Le mois de juin avait été terrible : le soir même des élections européennes, Emmanuel Macron, par surprise, annonçait la dissolution de l’Assemblée Nationale et la convocation de nouvelles élections législatives trois semaines plus tard.

Au terme de ces quelques 21 jours, le chaos était total : la Droite avait gagné le 1er tour, la gauche le second, personne n’avait de majorité et aucune combinaison de partis n’étaient en mesure d’atteindre la majorité de 50% des parlementaires.

Blocage complet.

Le bloc de Gauche, légitimement heureux d’avoir créé la surprise par son alliance imprévue et de virer en tête au sortir de ce virage électoral poussait ses feux. Les députés LFI, fidèles à leur mentor Jean-Luc Mélenchon, et sans doute aussi à une tradition d’agit-prop’ bien ancrée, « bordelisaient » tous les débats.

Impossible d’avoir une discussion d’adulte : soit tu es d’accord avec eux, soit tu es un facho. Je simplifie à peine.

De son côté, Emmanuel Macron, tel Raminagrobis, se drape de dédain et dans sa tourelle de l’Elysées, ignore tous les appels du Nouveau Front Populaire à nommer séance tenante leur championne, Madame Lucie Castet. Rien n’y fit, aux outrances des députés LFI, Emmanuel Macron ne daignait pas répondre, s’occupant exclusivement des JO.
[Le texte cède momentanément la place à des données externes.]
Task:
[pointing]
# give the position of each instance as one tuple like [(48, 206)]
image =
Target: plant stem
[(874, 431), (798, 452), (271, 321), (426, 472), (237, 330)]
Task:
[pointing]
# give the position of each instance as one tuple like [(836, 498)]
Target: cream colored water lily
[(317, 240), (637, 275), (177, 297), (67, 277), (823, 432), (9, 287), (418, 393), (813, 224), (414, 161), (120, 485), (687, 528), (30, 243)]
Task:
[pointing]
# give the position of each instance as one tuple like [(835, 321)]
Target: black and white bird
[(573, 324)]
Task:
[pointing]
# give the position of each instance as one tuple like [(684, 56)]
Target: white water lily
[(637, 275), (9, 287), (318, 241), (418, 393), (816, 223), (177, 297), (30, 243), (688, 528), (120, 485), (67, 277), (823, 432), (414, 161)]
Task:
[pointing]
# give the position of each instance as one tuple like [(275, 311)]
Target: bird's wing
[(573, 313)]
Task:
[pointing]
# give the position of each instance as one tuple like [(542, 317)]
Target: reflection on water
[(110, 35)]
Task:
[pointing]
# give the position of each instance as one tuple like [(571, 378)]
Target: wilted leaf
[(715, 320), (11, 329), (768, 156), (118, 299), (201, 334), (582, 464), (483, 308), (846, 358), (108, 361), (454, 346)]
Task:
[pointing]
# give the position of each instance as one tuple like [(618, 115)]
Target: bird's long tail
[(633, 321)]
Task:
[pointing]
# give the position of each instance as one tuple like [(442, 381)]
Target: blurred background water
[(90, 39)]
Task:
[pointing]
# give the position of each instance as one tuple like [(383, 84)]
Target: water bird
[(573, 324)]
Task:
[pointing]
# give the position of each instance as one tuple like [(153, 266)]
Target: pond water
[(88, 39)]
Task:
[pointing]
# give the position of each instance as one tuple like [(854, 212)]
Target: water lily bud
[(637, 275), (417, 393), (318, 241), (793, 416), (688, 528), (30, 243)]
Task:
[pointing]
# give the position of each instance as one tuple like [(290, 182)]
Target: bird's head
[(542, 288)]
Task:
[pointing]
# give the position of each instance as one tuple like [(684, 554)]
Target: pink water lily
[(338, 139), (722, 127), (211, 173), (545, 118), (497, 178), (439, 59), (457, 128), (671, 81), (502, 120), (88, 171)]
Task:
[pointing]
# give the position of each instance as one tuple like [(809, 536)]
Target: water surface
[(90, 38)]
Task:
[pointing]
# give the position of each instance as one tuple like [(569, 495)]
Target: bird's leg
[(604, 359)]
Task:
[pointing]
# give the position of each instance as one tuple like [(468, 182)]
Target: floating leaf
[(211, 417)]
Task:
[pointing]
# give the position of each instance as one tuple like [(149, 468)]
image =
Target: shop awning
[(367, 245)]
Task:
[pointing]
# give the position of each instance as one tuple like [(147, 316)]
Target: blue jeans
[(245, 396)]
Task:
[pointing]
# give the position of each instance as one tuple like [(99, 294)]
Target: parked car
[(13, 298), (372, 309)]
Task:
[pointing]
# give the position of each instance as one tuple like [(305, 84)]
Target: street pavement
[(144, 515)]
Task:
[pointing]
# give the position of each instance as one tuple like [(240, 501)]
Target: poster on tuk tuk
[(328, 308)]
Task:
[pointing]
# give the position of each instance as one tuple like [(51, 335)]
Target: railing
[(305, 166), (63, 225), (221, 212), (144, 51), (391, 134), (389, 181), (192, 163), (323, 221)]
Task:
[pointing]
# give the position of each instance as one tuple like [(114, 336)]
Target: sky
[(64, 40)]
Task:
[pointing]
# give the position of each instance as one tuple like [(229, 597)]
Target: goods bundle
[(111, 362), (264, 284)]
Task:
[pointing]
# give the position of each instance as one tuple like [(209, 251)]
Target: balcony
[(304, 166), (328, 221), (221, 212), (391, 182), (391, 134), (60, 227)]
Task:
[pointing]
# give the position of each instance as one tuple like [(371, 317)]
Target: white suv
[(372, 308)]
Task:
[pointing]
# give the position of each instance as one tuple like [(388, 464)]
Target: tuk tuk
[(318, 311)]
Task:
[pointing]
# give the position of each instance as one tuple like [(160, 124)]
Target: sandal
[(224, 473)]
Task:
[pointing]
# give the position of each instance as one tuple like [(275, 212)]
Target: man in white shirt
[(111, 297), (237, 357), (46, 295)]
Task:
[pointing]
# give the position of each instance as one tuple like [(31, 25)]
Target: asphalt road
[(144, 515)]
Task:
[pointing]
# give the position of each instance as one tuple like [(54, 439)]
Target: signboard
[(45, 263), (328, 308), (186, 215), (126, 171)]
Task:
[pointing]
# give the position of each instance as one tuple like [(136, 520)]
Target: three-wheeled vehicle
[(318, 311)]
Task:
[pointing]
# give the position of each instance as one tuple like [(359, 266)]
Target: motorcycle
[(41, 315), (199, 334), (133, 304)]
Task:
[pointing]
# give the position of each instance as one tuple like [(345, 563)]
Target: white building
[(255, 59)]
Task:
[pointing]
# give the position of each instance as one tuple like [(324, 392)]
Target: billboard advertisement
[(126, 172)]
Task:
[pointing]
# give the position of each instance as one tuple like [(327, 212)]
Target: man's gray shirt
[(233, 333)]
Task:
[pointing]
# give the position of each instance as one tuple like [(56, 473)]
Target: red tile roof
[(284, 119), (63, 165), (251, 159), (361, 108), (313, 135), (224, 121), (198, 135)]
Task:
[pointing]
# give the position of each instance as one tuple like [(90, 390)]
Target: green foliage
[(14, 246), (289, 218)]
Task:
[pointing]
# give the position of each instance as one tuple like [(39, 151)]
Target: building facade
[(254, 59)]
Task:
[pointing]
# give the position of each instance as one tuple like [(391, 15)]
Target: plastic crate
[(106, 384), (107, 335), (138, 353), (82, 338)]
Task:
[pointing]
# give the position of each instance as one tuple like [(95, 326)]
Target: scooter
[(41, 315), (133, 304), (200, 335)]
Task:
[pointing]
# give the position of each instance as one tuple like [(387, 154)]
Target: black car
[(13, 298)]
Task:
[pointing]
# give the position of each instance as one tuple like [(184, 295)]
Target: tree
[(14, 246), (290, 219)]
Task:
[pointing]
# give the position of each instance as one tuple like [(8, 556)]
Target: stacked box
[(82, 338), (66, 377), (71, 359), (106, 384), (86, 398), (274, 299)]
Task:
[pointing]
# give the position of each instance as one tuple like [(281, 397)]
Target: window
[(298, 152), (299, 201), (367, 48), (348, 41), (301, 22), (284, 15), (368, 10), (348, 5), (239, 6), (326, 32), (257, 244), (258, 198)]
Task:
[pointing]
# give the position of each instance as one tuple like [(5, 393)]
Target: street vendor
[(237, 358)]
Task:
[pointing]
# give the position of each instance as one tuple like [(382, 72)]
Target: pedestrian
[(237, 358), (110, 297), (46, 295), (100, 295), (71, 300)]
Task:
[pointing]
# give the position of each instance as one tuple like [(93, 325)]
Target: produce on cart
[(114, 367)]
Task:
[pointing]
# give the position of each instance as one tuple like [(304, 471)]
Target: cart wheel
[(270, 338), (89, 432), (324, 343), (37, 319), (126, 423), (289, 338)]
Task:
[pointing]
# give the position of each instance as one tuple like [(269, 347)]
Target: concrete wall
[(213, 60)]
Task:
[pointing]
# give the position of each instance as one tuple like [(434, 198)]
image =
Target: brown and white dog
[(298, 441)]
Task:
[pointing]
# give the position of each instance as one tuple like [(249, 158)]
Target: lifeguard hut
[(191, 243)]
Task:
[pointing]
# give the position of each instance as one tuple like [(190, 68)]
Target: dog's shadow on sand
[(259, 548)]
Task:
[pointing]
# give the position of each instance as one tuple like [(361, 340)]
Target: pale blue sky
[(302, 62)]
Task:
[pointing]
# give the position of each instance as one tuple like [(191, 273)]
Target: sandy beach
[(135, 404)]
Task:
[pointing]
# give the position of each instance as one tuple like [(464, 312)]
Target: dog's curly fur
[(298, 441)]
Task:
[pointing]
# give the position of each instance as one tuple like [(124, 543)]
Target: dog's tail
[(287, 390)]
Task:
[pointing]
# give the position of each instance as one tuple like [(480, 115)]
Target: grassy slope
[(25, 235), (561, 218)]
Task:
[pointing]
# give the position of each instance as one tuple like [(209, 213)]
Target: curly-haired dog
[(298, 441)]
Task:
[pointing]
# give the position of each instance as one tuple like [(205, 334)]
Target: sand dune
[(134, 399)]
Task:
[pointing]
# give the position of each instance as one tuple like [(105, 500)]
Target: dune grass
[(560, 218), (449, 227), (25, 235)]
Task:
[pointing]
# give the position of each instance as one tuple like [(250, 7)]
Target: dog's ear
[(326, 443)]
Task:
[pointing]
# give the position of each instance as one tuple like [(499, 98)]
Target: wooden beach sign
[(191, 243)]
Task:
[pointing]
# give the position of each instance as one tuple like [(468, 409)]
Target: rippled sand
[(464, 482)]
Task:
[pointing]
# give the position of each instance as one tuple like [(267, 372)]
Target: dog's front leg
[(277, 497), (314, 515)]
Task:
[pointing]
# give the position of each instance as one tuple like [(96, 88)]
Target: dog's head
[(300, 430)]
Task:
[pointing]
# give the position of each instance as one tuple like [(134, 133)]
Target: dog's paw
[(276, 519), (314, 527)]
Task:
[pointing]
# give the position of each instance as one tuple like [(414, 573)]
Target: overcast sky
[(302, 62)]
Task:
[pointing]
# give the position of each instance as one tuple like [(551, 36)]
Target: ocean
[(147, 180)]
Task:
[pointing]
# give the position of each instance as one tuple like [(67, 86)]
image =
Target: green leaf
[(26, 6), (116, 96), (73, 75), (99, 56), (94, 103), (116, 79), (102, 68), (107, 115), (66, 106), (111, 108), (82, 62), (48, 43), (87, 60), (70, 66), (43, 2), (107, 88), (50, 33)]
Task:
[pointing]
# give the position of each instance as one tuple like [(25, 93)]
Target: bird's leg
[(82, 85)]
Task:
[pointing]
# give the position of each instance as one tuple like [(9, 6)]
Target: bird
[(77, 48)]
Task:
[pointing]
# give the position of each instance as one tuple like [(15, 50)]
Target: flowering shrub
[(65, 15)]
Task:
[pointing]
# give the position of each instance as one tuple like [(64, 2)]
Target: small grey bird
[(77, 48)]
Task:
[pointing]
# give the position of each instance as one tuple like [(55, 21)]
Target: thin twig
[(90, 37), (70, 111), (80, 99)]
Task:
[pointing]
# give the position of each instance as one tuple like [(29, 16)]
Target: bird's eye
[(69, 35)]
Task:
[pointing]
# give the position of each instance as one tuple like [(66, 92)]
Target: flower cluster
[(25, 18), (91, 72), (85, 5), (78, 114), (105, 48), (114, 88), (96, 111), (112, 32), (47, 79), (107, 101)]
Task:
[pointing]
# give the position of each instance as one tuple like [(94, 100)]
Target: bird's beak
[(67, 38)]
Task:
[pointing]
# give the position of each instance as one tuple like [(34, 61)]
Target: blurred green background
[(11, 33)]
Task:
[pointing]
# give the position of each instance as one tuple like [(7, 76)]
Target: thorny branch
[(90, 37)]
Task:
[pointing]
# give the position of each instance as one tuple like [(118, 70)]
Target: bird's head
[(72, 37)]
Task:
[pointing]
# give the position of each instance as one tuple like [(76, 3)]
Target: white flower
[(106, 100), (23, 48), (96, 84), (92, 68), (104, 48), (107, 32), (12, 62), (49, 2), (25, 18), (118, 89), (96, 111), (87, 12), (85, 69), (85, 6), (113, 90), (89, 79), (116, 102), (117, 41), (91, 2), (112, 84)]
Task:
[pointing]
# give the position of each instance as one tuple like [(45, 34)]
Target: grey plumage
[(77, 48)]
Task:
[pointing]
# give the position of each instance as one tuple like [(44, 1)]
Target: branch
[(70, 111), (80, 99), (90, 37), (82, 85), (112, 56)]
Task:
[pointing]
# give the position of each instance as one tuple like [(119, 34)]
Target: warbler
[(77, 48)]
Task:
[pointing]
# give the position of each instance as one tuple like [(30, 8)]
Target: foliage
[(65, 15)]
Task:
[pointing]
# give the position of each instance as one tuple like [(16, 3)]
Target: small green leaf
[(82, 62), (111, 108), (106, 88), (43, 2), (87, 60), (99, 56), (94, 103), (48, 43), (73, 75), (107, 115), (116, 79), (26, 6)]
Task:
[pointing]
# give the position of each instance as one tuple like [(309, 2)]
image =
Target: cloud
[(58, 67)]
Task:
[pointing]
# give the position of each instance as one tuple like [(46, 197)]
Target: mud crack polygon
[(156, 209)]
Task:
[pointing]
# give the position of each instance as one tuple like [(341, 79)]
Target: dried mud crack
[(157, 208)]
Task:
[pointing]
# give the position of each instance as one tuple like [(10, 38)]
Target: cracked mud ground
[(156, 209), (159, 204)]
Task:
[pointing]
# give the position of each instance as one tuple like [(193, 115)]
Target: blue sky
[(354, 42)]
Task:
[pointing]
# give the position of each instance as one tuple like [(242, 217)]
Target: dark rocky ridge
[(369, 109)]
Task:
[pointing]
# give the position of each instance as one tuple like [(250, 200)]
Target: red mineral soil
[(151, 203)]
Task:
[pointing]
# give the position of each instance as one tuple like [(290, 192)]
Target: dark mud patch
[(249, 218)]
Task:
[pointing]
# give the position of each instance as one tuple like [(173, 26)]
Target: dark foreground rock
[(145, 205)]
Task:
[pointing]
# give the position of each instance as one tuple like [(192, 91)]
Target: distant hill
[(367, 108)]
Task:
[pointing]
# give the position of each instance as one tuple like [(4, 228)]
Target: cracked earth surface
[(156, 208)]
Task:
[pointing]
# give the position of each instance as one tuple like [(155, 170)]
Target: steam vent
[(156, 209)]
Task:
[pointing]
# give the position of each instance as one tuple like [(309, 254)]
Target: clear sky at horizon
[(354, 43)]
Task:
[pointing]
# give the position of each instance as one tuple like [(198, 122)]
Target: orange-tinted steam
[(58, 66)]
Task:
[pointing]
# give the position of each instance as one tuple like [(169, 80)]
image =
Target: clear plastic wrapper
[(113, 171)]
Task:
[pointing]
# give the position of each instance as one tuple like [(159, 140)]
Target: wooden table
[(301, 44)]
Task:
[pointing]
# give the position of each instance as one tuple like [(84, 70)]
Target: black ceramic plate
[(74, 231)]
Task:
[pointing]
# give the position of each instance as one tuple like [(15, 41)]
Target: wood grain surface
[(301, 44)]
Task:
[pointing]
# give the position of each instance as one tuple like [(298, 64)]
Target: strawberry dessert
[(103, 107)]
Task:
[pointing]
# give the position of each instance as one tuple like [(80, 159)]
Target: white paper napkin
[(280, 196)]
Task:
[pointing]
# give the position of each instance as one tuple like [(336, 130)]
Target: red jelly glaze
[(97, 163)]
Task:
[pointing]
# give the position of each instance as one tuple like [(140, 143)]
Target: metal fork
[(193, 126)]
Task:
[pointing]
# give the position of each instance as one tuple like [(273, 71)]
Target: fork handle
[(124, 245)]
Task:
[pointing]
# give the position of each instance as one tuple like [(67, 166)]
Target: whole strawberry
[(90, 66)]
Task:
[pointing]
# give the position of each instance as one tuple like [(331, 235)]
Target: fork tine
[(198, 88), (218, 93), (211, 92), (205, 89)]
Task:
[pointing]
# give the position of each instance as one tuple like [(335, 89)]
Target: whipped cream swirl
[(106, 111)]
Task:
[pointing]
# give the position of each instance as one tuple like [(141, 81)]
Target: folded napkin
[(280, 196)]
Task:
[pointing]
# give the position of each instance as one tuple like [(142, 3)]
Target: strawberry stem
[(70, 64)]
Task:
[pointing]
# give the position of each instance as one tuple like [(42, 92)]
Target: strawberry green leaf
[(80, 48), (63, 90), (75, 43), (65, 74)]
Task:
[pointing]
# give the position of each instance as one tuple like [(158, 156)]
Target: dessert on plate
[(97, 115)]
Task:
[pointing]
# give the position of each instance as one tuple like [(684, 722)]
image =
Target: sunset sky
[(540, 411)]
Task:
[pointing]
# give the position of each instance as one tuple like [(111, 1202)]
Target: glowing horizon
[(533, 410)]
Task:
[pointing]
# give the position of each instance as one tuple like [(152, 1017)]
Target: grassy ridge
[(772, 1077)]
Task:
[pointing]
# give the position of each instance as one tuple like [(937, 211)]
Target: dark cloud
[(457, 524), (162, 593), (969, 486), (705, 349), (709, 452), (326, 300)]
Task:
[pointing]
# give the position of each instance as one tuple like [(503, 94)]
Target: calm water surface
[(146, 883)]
Franc succès pour les JO de Paris 2024

C’est là que commencèrent les JO de PARIS 2024. La fête ne fut même pas gâchée par les trombes d’eaux qui se déversèrent dans la Seine pendant la cérémonie d’ouverture ni le mauvais goût du metteur en scène pour lequel la France est née en 1789 ; les 1500 ans de monarchie qui l’ont un petit peu édifiée quand même (bof, trois fois rien, mais quand même un peu) se résument à un « Ah, ça ira, ça ira les aristocrates à la Lanterne et l’image de Marie-Antoinette décapitée.

Quant au blasphème anti-chrétien, il est tout à fait dans l’air du temps, les chrétiens étant tous d’affreux réactionnaires, donc facho, donc interdits de citer. Fermez le ban.

Ces JO de PARIS 2024 furent un succès. Cher peut-être, mais un succès. Pas de couacs, pas d’attentats, même pas de grèves (il faut dire que l’Etat providence a arrosé de chèques des serial-grévistes que sont les cheminots, les contrôleurs aériens et les agents de la RATP).

Les Français, connus pour être ronchons, se prirent aux jeux – avec jeu de mot ! Le spectacle était là, le public également, les « arènes » sportives en pleine ville furent un succès : triathlon dans la Seine, épreuves sportives au Trocadéro, Place de la Concorde ou au Château de Versailles. Carton plein pour les organisateurs et les forces de sécurité omniprésentes (et dont les vacances familiales sont passées à la trappe, on remercie leurs conjoints et leurs enfants.)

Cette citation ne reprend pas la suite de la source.